Will the Pluto mission once again get cancelled?
January 22, 2001 9:07 PM   Subscribe

Will the Pluto mission once again get cancelled? I mean, now that Pluto isn't a planet anymore; apparently, it's been downgraded to "big ball of ice." After all those years of service, of faithful rotation, that steadfast revolve, how can they just kick a planet out like that?! It's a travesty, I tell you -- a travesty!
posted by monstro (11 comments total)
 
Imagine this year's science fair participants, they'll get by on 11% less work. Buncha lazy punks...

It feels like the little planet that could just got kicked off the team.
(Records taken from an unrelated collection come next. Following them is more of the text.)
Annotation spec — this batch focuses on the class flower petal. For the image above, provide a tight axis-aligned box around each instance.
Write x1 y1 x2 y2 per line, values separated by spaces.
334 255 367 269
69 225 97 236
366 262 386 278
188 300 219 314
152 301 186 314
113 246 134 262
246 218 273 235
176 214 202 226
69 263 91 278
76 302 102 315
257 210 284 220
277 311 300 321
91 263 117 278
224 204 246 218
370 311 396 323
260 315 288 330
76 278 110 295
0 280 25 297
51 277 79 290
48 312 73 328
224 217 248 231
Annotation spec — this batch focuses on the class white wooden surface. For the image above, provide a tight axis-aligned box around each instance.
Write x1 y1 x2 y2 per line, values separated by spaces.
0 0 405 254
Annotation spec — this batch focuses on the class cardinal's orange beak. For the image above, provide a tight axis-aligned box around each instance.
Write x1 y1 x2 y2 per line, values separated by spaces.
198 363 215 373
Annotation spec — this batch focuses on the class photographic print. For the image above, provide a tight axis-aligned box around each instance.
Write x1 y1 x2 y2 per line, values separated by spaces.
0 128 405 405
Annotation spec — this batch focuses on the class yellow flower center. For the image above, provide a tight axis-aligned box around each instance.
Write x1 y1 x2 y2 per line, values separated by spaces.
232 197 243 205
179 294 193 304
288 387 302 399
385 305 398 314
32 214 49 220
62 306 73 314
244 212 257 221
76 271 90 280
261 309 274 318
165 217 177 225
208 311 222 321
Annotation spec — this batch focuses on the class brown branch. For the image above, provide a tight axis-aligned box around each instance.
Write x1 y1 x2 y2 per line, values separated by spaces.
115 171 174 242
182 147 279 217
"You're just not big enough or rotating around the sun fast enough Rudy. You're going to be cut from the team."

Poor, poor, pluto.
posted by mathowie at 9:15 PM on January 22, 2001


Poor Flagstaff, Arizona too, the Lowell Observatory, outside of town, boasts their claim to fame that put America on the Astronomy map:
"Clyde Tombaugh's discovery of the planet, later to be named Pluto by a young English girl, took place on February 18, 1930. It is the only planet to be discovered in the United States and North America. "
Correction, it's the only ice ball discovered in the United States and North America. Doesn't have quite the same ring to it, does it?
posted by mathowie at 9:21 PM on January 22, 2001


What is a planet anyway?
posted by thirteen at 9:46 PM on January 22, 2001


"They can have a diameter closer to Jupiter's and, frequently, orbit a star just as a planet would."

Any chance that Jupiter sometime might become a Star?

If Jupiter gets hot enough, Europa might just be the next Earth.

I'm expecting a monolith when the mission to Europa takes place.
posted by Zool at 10:04 PM on January 22, 2001


Jupiter is nothing like large enough to become a star. Absent activity by a bunch of big black boxes, there's no possible chance of Jupiter becoming a star.


posted by Steven Den Beste at 10:31 PM on January 22, 2001


Yeah, becoming a star is a completely different thing. I took a summer astronomy course a few years ago (which I remember almost none of), but "stars" are pretty specific in nearly every aspect, from cycles to composition to all kinds of complicated stuff.
posted by swank6 at 1:03 AM on January 23, 2001


"Pluto, you've been asking for a demotion for EONS! What with your goofy eccentric orbit (you didn't think we'd notice those twenty years last century when you were closer to the Sun than Neptune?), your radical z-compenent angle, THE FACT THAT YOU ROTATE OPPOSITE DAMN NEAR EVERY OTHER LARGE ORBITAL BODY?!?!?! You're lucky that we're allowing you to be a planetoid, buddy."

"Ship up, or it's out to the Kuiper Belt for you!"

posted by Avogadro at 5:51 AM on January 23, 2001


I wonder how astrologists are going to deal with this. After weasling Pluto into all the calculations, are they going to have to weasel it back out?

I love seeing pseduoscientists squirm.
posted by cCranium at 6:11 AM on January 23, 2001


my very educated mother just served us nothing.
posted by cheesebot at 7:28 AM on January 23, 2001


Any chance that Jupiter sometime might become a Star?If Jupiter gets hot enough, Europa might just be the next Earth.

"All these worlds are yours, except Europa. Attempt no landings there."

PS - If you do try to land on Europa, your ship will get eaten by giant ice-sea plant monsters. Just to warn you.
posted by daveadams at 8:03 AM on January 23, 2001


PS - If you do try to land on Europa, your ship will get eaten by giant ice-sea plant monsters. Just to warn you.

Hey! No spoilers for Saving Private Ryan! Some of us haven't seen it yet!